JPP5WPKTVBARPECLMOF7TEEGG4.png

Like a lot of us, I’ve been thinking more about this Covington High situation than 16-year-olds behaving badly would generally warrant. It’s hard to imagine why an incident like this would have hijacked the national news cycle right now, when the government is shut down and federal workers are going hungry. Internationally, the news cycle is even more dire: Mexico is having gas shortages, the UK is stuck in Brexit purgatory, and let’s not even get into the Middle East. There are humanitarian crises all over there world, and here I am, thinking about some 16-year-old high school boys in Kentucky. What a waste.

It’s not just me, of course. The media and the public have been captivated by this story. NPR, not generally the type of news outlet to be captured by social media drama, has run four stories on the incident. CNN has run nearly a dozen. Everyone, it seems, has an opinion.

It’s a predictable cycle by now: First comes the incident, then the outcry, then the backlash, then the backlash to the backlash. That’s the stage we’re in currently, and this is the one where people seem to really embrace the idea of collective guilt. People are no longer thought of as individuals—some of whom probably acted poorly and some of whom probably did not—and they come to symbolize all the historical wrongdoings attributed to their kind.

Take, for instance, a 2012 photo of Covington students in what appears to be blackface at a basketball game, which, by now, has also gone viral. Snopes looked into this, and it turns out that it’s a local basketball tradition called “black-out games,” in which students paint their bodies and wear all black. As far school traditions go, this certainly seems like an unwise and insensitive one, but for plenty of observers, that seven-year-old photo means that students attending Covington High now must be guilty of the completely unrelated crime that allegedly happened last weekend. And how could they not be? As I keep seeing on Twitter, one former Covington student was recently convicted of raping someone, and some Covington boys did what may be a white power sign or what may be the universal symbol for a three-point shot at another basketball game, this one year unknown. Why not lock them all up just to be safe?

Of course, it’s not usually white boys who get caught up in this web of collective guilt. Just look at how right wing media outlets like Fox News treats Muslims, Arabs, and other people of color. But in this case, it does seem to be mostly progressives who are doubling-down on the original narrative despite the fact that essential parts of the story—that, for instance, the kids instigated the conflict—have been debunked. Not all progressives are doubling down, of course, and many prominent voices in the media have apologized for calling for the kids’ heads before the full story came out. But, when confronted by evidence, some people just move the goalposts, inch by inch. On Twitter, the debate goes something like this:

“Ok, so may they didn’t mob the Native American guy but they did take their shirts off and run around.

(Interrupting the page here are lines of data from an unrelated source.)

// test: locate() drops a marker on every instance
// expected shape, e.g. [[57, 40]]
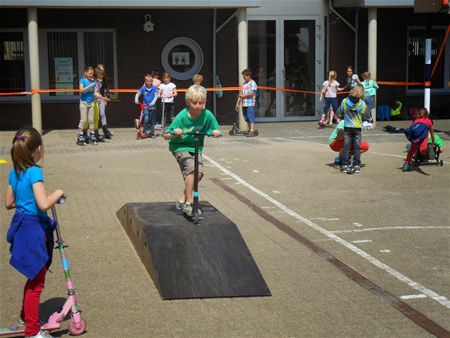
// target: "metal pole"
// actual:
[[372, 51], [33, 47], [243, 53], [214, 60], [427, 74]]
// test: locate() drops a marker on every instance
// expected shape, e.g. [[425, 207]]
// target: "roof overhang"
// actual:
[[374, 3], [131, 4]]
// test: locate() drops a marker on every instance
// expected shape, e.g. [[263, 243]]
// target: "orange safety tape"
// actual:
[[397, 83], [440, 52], [224, 89]]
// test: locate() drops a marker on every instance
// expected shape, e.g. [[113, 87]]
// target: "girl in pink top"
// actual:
[[329, 91]]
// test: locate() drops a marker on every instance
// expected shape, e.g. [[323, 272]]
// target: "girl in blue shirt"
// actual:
[[31, 230]]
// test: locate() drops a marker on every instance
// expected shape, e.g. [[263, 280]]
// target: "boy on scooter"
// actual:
[[191, 119]]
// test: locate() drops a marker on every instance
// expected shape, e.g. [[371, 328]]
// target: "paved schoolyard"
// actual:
[[298, 215]]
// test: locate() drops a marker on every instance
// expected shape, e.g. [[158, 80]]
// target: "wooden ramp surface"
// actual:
[[187, 260]]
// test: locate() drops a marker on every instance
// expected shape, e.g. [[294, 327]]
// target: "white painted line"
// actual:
[[325, 219], [416, 286], [419, 296], [392, 228], [391, 155]]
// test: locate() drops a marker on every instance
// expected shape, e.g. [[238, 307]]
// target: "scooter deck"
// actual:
[[12, 331]]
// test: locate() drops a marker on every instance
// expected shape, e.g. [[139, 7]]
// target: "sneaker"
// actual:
[[188, 209], [179, 205], [81, 141], [42, 334], [93, 139], [405, 167]]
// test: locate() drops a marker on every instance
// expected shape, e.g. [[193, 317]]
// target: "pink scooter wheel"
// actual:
[[76, 330]]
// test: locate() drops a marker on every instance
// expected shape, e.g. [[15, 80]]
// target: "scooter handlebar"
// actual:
[[208, 133]]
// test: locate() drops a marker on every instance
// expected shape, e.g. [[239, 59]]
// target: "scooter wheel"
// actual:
[[76, 330]]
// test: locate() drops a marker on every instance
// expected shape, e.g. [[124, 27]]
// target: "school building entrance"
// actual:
[[286, 53]]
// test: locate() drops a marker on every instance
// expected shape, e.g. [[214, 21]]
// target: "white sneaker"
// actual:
[[179, 204], [42, 334]]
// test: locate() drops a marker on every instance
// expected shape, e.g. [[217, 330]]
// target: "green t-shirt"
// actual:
[[206, 122], [333, 136]]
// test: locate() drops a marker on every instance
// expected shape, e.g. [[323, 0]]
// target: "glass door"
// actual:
[[299, 68], [283, 54], [262, 62]]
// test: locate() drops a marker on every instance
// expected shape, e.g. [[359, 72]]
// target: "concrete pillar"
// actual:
[[242, 53], [372, 51], [33, 46]]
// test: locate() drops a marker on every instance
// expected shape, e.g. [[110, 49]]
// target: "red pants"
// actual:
[[337, 145], [422, 146], [30, 305]]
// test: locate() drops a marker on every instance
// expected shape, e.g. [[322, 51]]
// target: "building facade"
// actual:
[[288, 44]]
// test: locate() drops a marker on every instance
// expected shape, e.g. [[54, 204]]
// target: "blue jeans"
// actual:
[[149, 120], [330, 101], [249, 114], [352, 136], [369, 103]]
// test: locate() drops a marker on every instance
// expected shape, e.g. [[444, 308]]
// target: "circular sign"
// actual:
[[182, 58]]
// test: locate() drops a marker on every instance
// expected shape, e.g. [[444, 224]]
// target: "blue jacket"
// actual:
[[31, 239]]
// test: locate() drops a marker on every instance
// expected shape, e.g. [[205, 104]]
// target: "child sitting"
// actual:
[[418, 134], [192, 118]]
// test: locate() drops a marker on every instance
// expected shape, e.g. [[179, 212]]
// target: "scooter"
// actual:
[[77, 325], [196, 215]]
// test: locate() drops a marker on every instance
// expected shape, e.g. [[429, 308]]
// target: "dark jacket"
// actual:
[[31, 239]]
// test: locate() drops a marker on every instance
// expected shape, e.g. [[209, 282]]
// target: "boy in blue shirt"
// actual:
[[150, 95]]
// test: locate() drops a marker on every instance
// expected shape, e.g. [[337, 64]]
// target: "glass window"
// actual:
[[99, 49], [62, 61], [12, 64], [299, 67], [261, 56], [416, 58]]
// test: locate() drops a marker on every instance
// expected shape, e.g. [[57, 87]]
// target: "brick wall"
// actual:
[[138, 53]]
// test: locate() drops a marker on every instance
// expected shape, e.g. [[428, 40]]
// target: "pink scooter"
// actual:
[[77, 325]]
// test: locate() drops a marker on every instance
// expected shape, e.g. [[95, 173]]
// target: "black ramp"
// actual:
[[187, 260]]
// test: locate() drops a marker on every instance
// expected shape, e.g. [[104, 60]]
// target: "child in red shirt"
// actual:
[[417, 134]]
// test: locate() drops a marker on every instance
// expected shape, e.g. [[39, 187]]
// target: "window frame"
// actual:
[[26, 59], [445, 58], [43, 57]]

That’s clearly disrespectful.”

“It was one kid and it happened before the Native Americans got there.”

“Ok, but they shouldn’t have been at a pro-life rally in the first place.”

And so on and so on until everyone has worked themselves into a frenzy and no one has changed anyone’s mind.

The cycle keeps going, even after the account that posted the original viral video clip was suspended from Twitter due to suspicious activity. According to CNN, "a network of anonymous accounts were working to amplify the video," which has now been removed. By that time, however, another short video clip had gone viral as well. This one allegedly shows Covington boys yelling at a young woman and her friend walking by them at the rally in DC. “The Covington Catholic boys harrassed [sic] my friends and I before the incident with Nathan Phillips even happened,” the tweet reads. “I'm tired of reading things saying they were provoked by anyone else other than their own egos and ignorance.”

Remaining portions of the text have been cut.